First rung of the ladder

Kurds are especially encouraged to apply: ‘This summer a Kurdish friend did a two-month stint with me. We operated half in English, half in Kurdish — which was a great help to us both’.

Aquila works in partnership with Refugee Resource, who refer people on to Jerry for interview. Jerry gets phone calls, too, through church: ‘It’s great for a church to have at least one business which can hold out a hand to the marginalised.’ This is what drew Jerry to window cleaning, a trade in which refugees with minimal English can be taken on and be productive from day one.

At the moment Jerry can only take on one full-time assistant at a time, but there is room for growth. Aquila has 500 clients on its database, which is how Jerry has been able to help Jack into his own handyman business. ‘I’m on the look-out for refugees (or students) who can offer value-for-money cleaning, computer help and odd jobs like painting and gardening.’

‘Our priority must be to help those in our local church’, Jerry explains. ‘But I also gladly take on refugees of other faiths. One man I employed strongly opposed doctrines like the Fatherhood of God, but was fascinated to see how differently our family lived. After a while he was asking to come along to church.’

Converted at school

Jerry was converted aged 17 while at boarding school — he went on a Christian camp because he wanted to get his Duke of Edinburgh’s Gold Award and it was the easy alternative to a week serving in an old people’s home. He then joined St. Ebbe’s, Oxford, as a student: ‘I still remember those hard-hitting sermons — it got me and a friend thinking, “Would we be prepared to be dustmen for the sake of the gospel?”

‘I discovered the gospel opportunities that manual work can bring chopping carrots in Sydney. I stood there for hours talking to the Chinese immigrants in the factory about the Lord. It made me think, ‘Wow, you can evangelise all day long and get paid for it as well!’

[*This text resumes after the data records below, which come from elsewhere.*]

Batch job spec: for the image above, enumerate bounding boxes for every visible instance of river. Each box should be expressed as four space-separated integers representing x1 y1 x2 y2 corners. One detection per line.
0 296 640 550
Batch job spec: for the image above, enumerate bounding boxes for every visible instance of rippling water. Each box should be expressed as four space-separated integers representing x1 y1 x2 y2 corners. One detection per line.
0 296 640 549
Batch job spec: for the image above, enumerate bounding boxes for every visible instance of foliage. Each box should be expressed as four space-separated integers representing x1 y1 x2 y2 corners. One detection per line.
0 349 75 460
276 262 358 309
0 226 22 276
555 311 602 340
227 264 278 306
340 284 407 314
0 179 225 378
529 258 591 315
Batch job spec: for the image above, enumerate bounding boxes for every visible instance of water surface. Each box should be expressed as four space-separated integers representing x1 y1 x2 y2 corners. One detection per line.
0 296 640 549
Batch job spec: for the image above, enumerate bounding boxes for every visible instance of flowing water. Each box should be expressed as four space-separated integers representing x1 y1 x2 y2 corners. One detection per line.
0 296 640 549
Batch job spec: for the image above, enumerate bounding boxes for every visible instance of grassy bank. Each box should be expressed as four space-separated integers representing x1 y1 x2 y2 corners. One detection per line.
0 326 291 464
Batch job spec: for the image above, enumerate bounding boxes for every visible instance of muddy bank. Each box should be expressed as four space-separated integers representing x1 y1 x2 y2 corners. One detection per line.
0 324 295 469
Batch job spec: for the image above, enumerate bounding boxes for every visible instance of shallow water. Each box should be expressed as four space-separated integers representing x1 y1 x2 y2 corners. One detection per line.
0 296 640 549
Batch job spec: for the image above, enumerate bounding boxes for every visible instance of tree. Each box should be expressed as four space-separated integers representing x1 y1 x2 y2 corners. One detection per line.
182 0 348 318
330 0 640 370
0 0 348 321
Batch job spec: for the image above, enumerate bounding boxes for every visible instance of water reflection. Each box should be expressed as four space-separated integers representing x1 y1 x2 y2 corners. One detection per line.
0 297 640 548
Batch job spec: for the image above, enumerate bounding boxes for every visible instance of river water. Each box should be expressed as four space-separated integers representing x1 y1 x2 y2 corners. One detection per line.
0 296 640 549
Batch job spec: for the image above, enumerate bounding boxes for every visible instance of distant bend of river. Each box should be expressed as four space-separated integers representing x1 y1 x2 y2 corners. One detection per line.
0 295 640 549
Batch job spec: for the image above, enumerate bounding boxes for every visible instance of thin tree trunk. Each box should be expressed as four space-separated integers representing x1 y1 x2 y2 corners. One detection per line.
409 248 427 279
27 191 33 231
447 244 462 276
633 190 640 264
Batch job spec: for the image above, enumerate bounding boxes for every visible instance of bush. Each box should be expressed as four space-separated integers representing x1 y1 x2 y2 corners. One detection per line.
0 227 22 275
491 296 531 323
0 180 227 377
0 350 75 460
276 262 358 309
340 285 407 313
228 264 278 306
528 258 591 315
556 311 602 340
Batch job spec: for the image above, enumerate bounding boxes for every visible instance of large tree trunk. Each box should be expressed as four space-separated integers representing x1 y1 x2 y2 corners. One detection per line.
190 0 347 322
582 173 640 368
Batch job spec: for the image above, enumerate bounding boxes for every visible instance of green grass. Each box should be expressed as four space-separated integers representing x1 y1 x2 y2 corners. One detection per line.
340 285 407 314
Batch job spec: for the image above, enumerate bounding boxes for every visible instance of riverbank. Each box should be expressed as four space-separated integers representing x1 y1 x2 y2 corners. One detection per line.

Meeting a church planter working in Iraqi Kurdistan opened his eyes to the need for labourers in the Kurdish harvest-field and so he started a prayer group at St. Ebbe’s for them. ‘Just a few months later’, Jerry explains, ‘Kurds were rolling up the M40 in the back of lorries. We should keep praying to the God who can do immeasurably more than all we ask or imagine!’ Jerry started visiting Kurds in Oxford and recording everyday conversation which he would play back over and over again to improve his pronunciation.

Setbacks and progress

It hasn’t all been plain sailing. ‘I was very discouraged failing in a number of career options that I tried. But God used those failures to humble me and leave me calling out to him for his help.’ There’s been much to thank God for over the last three years: ‘We’ve had several newspaper articles about ‘the Oxford graduate window cleaner’, as well as interviews on local TV and radio. This has been a good gospel opportunity — and good for business!’

They left their nets

Jerry has had to ponder the examples of Peter, who left his nets, and Paul, who took up his tents, in both cases to further the work of the gospel. Together with the Headington plant of St. Ebbe’s, Jerry and Joy felt it right to apply to Oak Hill Theological College and then go on to serve the gospel among Kurdish people. ‘Being told recently by a refugee that he would only work 16 hours a week for me — for fear that he would have to start paying his own rent — has reminded me how desperately wicked and slothful our hearts are. Refugees, like all of us, need to be born again, and we want to spend more time studying and preaching the Word of God, which can alone bring about that transformation.’